El dependiente le entregó el paquete con una sonrisa. —Es usted la clienta número diez mil. Eso significa que todo lo que ha elegido hoy corre a cargo de la casa.
Allison levantó las cejas y lo miró. «¿Es verdad?».
«No es una estafa, lo prometo», dijo él, levantando ambas manos. «Pura suerte».
Allison pidió una prueba de todos modos. Cuando él le entregó el recibo y la factura con el importe a cero, se dio cuenta de la verdad: se había llevado un ordenador portátil de alta gama gratis. Había ahorrado miles de dólares, así de fácil.
«Se lo agradezco», dijo ella, sonriendo mientras salía, con la caja bajo el brazo y un brío en sus pasos.
Una vez que Allison se marchó, el asistente borró la sonrisa de su rostro y se masajeó las mejillas, que empezaban a dolerle. Luego hizo la llamada.
«Sr. Hopkins, todo salió bien. Ella no se dio cuenta».
«Bien hecho».
«Es mi trabajo».
Aun así, oírlo directamente de su jefe le dio un poco más de confianza.
En la acera, con los brazos llenos de bolsas de la compra, Allison paró un taxi y apiló sus compras en el asiento trasero.
«Oiga, ¿sabe de algún sitio donde hagan duplicados de llaves?», preguntó mientras se acomodaba.
«Sí», respondió el conductor, encendiendo el intermitente. «La llevaré allí».
Unas cuantas manzanas más adelante, el taxi se detuvo frente a una pequeña tienda en mal estado.
Allison entró, entregó un billete de veinte y salió unos minutos más tarde con una copia nueva en la mano.
Por fin había conseguido lo que había venido a buscar.

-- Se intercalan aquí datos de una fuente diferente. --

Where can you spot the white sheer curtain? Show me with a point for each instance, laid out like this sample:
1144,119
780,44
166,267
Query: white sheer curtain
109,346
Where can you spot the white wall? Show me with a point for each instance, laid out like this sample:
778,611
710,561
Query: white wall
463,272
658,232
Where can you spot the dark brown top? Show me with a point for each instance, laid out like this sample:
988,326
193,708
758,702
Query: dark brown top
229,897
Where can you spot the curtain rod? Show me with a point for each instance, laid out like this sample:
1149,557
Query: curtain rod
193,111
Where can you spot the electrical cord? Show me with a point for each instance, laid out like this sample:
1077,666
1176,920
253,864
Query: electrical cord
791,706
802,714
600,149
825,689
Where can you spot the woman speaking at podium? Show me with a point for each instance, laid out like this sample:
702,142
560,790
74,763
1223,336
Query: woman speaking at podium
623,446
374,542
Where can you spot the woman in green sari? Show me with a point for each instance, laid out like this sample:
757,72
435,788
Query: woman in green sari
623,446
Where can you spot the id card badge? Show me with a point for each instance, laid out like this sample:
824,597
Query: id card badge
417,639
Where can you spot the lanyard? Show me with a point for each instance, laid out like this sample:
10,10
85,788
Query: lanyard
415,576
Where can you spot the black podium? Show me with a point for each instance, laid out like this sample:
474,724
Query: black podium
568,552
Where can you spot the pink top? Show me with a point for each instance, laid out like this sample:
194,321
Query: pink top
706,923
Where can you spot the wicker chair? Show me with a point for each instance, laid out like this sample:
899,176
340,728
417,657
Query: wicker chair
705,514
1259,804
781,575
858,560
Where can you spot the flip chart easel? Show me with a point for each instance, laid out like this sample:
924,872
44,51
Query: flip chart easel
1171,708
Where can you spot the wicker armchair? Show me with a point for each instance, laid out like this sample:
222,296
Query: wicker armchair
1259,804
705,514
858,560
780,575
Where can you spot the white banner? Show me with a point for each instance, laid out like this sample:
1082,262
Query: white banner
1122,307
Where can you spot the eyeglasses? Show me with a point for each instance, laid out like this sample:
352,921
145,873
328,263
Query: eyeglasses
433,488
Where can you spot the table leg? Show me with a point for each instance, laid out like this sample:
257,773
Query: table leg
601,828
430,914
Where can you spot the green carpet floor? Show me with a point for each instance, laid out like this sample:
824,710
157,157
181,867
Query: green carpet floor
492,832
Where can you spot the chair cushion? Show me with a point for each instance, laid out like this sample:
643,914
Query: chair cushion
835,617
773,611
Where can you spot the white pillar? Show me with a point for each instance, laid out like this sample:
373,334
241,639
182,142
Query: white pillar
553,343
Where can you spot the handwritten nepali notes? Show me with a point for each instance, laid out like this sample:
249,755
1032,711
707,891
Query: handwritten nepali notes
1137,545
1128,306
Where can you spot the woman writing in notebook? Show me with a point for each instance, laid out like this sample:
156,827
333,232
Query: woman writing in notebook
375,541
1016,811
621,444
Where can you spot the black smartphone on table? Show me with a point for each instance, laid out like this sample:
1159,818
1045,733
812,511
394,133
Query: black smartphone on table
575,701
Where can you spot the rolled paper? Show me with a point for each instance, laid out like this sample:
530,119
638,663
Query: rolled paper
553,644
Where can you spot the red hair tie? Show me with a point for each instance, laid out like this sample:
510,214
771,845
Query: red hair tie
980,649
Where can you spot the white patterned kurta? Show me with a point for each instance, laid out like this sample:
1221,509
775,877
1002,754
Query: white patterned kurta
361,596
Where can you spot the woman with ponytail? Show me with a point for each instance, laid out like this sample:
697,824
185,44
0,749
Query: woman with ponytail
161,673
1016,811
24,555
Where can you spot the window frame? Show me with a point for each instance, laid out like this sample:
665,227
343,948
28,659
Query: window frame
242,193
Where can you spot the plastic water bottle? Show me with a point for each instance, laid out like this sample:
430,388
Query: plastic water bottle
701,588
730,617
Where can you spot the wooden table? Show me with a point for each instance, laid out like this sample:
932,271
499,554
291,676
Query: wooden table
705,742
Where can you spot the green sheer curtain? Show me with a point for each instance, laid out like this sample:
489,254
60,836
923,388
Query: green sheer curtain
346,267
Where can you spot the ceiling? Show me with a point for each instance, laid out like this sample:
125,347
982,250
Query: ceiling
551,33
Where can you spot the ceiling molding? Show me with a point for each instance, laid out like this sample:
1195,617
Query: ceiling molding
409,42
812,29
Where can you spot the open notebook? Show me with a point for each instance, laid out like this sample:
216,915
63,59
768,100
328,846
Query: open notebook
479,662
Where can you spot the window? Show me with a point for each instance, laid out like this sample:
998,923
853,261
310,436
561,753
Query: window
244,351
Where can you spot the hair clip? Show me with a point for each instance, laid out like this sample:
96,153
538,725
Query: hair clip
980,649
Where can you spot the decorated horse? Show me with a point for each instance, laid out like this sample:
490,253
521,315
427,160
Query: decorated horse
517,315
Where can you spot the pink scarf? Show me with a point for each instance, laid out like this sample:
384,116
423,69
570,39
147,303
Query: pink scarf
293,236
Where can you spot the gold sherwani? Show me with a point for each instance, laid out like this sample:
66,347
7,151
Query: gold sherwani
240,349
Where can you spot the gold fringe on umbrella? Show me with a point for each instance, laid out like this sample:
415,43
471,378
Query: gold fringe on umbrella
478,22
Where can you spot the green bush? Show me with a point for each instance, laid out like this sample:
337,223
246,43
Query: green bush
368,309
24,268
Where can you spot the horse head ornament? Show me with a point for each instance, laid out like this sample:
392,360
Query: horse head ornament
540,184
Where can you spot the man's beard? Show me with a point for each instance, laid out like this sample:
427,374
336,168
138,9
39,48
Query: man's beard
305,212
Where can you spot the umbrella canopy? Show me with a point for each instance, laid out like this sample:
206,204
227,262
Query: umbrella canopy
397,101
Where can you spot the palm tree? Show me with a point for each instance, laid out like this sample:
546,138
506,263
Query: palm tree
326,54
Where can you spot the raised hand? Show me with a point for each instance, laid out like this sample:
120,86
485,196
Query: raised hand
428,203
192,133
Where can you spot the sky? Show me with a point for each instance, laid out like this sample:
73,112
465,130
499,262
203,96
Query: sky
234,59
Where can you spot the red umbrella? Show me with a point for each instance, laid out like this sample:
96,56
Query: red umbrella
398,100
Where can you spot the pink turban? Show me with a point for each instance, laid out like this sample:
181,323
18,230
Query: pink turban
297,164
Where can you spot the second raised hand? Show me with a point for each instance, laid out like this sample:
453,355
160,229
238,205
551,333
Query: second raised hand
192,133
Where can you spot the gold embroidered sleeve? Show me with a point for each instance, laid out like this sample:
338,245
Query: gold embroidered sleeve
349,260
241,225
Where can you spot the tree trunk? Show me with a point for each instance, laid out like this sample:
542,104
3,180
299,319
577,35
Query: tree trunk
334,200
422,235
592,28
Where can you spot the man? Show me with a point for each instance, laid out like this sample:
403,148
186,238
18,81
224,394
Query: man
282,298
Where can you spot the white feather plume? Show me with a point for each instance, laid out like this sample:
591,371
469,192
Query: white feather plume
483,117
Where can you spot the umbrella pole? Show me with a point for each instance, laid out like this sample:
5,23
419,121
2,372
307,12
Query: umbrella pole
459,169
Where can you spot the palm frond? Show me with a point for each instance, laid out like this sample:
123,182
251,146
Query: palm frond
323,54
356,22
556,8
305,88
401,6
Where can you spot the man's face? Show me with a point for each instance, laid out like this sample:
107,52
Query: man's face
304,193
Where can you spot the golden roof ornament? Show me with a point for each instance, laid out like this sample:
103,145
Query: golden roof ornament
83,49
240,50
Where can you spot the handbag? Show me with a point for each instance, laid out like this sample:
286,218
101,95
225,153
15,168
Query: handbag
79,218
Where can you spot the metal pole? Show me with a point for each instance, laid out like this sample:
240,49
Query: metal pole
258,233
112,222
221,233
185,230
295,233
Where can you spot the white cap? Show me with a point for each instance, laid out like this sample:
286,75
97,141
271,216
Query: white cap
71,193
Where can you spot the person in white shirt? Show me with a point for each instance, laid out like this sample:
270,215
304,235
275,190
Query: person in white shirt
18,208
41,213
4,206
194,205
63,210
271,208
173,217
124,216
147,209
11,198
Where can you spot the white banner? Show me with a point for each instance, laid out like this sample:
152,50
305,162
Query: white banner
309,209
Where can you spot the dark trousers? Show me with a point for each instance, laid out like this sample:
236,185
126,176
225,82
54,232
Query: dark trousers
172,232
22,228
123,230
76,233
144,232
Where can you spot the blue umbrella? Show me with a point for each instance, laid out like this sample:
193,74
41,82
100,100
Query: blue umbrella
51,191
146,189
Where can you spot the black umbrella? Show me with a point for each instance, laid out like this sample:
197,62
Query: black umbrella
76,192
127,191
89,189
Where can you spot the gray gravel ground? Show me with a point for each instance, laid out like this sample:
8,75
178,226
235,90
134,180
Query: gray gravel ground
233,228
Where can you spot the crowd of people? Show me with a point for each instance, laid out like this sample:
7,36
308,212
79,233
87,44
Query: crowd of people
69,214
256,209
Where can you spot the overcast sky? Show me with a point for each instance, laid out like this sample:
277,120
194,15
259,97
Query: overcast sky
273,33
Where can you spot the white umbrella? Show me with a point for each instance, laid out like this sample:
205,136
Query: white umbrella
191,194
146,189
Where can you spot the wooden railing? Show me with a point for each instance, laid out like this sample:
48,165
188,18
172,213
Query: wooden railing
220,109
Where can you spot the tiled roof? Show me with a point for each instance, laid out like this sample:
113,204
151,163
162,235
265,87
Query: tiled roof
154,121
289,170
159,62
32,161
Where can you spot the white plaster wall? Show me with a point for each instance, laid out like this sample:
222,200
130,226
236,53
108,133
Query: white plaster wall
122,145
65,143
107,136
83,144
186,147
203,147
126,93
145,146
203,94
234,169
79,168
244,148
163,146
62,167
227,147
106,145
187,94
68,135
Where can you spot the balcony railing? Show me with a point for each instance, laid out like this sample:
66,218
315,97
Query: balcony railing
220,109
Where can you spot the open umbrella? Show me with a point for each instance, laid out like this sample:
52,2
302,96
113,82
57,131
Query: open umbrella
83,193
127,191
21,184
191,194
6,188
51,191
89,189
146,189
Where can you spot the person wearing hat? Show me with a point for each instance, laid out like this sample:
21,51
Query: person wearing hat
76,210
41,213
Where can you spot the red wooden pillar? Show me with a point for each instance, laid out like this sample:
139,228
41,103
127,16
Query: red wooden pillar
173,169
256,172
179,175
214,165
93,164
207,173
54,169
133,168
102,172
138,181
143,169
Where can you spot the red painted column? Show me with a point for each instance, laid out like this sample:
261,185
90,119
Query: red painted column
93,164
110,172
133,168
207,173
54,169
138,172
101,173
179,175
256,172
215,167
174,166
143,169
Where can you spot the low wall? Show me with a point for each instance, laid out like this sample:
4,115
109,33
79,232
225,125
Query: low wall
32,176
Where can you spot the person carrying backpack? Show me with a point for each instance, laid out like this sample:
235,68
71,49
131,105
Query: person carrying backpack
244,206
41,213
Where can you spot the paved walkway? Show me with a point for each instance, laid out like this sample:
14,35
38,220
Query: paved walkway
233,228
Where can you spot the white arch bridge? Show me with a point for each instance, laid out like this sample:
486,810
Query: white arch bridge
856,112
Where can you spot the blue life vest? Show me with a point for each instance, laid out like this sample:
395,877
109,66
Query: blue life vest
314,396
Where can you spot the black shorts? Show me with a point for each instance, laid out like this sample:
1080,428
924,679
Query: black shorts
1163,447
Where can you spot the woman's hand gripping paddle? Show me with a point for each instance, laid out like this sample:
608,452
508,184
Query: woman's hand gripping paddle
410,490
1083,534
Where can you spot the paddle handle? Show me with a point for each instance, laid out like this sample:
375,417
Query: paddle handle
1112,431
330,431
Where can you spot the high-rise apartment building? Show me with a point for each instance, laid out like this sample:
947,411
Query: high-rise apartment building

Cuando el taxi arrancó, sacó su teléfono y llamó a Ella.
«Se suponía que debías esperarme», espetó Ella antes de que Allison pudiera siquiera saludar.
«Íbamos a volver juntas. ¿Qué vas a decir cuando empiecen a hacerte preguntas?».
«Yo me encargaré».
«Da igual. No me vuelvas a llamar a menos que sea una emergencia». Ella colgó.
Allison guardó el teléfono, imperturbable: este tipo de conversaciones no eran nada nuevo.
Lo que no esperaba era la multitud que la esperaba en casa.